2025 a été une bonne année pour les marchés financiers, et l'indice boursier suisse SPI a affiché une hausse notable de 18%. En revanche, les obligations suisses ont gagné beaucoup moins, et les comptes d'épargne ont rapporté peu de rendement, ce qui correspond à la moyenne à long terme. Depuis 1950, les actions suisses ont augmenté en moyenne d'environ 6% par an, tandis que les obligations suisses ont rapporté 2% et les comptes d'épargne seulement 1,6%.
Malgré leur performance impressionnante ces dernières décennies, épargner en investissant dans des actions n'est pas la norme en Suisse. Une enquête de Baloise, en collaboration avec l'institut d'études de marché YouGov, montre que parmi 2000 participants suisses, les trois quarts ont déclaré privilégier les comptes d'épargne, et seulement environ un quart ont déclaré qu'ils investissaient dans des actions. Diverses études d'Allemagne et de Suisse montrent qu'un manque de connaissances financières et la peur des pertes sont les principales raisons d'éviter d'investir.
La peur de perdre de l'argent sur les marchés financiers n'a probablement pas diminué récemment. Les indices boursiers ont commencé l'année à des niveaux record ou proches de ceux-ci, augmentant l'anxiété quant à une bulle potentielle du marché, alimentée par les actions technologiques aux États-Unis. À cela s'ajoute une incertitude géopolitique significative: l'administration américaine a enlevé le président du Venezuela début janvier, puis a menacé d'intervenir dans la répression des manifestations internes en Iran, et a récemment envisagé l'annexion du Groenland. Le président Donald Trump a également menacé plusieurs pays de tarifs douaniers supplémentaires.
Cependant, l'histoire a montré que les conflits (géo-)politiques peuvent dominer les gros titres, mais n'ont souvent pas d'impact durable sur les marchés boursiers. Un bon exemple de cela est le «Liberation Day» de l'année dernière, qui a conduit à une forte vente au début d'avril après que Trump ait imposé des droits de douane élevés à la plupart de ses partenaires commerciaux. Cependant, de nombreux marchés boursiers ont terminé l'année avec des gains de plus de 10%.
Mais que peuvent faire les investisseurs au-delà de simplement espérer que les conflits (géo-)politiques n’auront pas de conséquences à long terme pour les marchés financiers? Un horizon d'investissement à long terme peut aider à éviter les pertes. Entre 1995 et 2025, le marché boursier suisse a terminé l'année avec un gain moyen de 9,6%. Cependant, au cours de ces 31 années, le SPI a terminé l'année en perte à plusieurs reprises, avec une perte moyenne de 14,5% lors de ces années négatives. Si les actions avaient été détenues pour une période de cinq ans pendant cette période, le rendement annuel moyen aurait été d'environ 7%, et le rendement aurait été négatif cinq fois, avec une perte moyenne de 3%. Si les actions avaient été détenues pour une période de 10 ans, le rendement annuel moyen aurait été de 6,3%, sans qu'aucune période de 10 ans ne produise un rendement négatif.
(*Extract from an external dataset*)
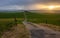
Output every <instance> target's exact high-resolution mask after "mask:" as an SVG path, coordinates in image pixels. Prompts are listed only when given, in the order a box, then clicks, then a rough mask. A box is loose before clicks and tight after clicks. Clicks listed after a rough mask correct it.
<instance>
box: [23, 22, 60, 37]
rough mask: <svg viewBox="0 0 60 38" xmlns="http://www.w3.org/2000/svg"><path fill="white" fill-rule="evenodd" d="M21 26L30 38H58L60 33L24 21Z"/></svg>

Un horizon d'investissement à long terme offre déjà une sécurité, qui peut être encore augmentée grâce à un portefeuille diversifié. Les investisseurs peuvent se diversifier en s'engageant dans divers secteurs et régions boursiers. Dans la lettre UBS House View de janvier, «La nostalgie n'est pas une stratégie d'investissement» (23 janvier), le Chief Investment Officer d'UBS, Mark Haefele, recommande de ne pas se concentrer uniquement sur les actions technologiques américaines, mais de considérer de plus en plus d'autres segments, y compris l'Europe, le Japon et les marchés émergents.
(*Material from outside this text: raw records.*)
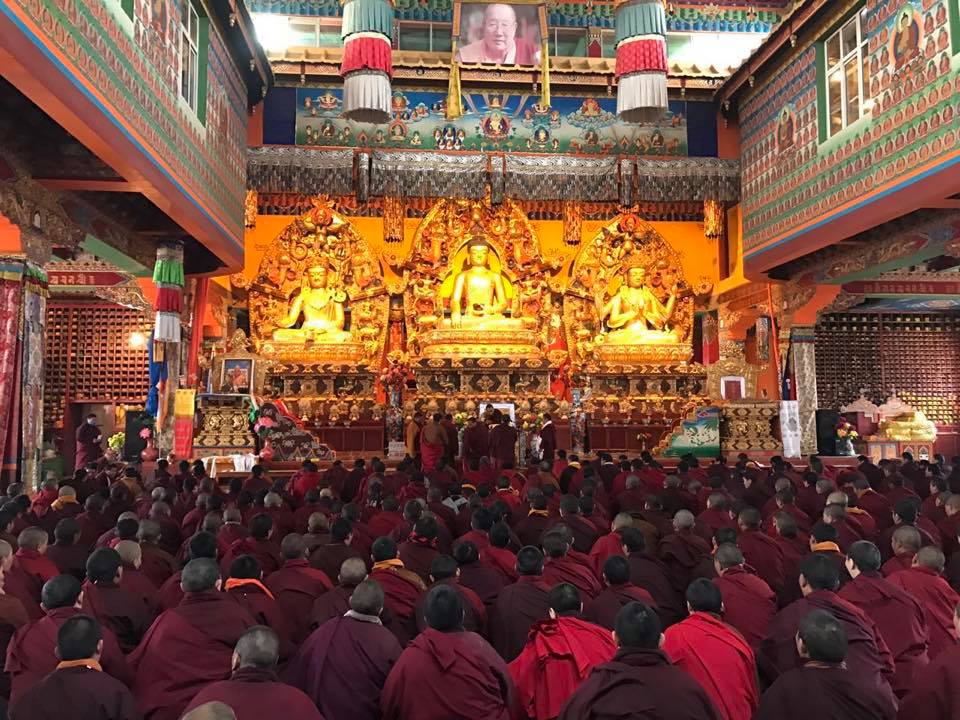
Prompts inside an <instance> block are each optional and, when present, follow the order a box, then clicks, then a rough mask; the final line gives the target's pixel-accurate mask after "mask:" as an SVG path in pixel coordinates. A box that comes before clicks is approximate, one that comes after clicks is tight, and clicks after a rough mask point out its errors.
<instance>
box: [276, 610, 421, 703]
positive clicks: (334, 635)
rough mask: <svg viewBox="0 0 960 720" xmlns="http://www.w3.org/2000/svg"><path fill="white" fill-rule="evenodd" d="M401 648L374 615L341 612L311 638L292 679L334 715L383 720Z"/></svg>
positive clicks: (299, 661) (309, 695)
Les obligations peuvent également aider à diversifier les portefeuilles. Avec des taux d'intérêt suisses proches de zéro, les rendements obligataires sont peu attrayants, mais ils fournissent de la stabilité à un portefeuille pendant les périodes difficiles.
Avec ces mesures, les investisseurs renforcent leurs portefeuilles même en période de turbulences géopolitiques et cherchent à bénéficier autant que possible de la forte performance à long terme des marchés boursiers.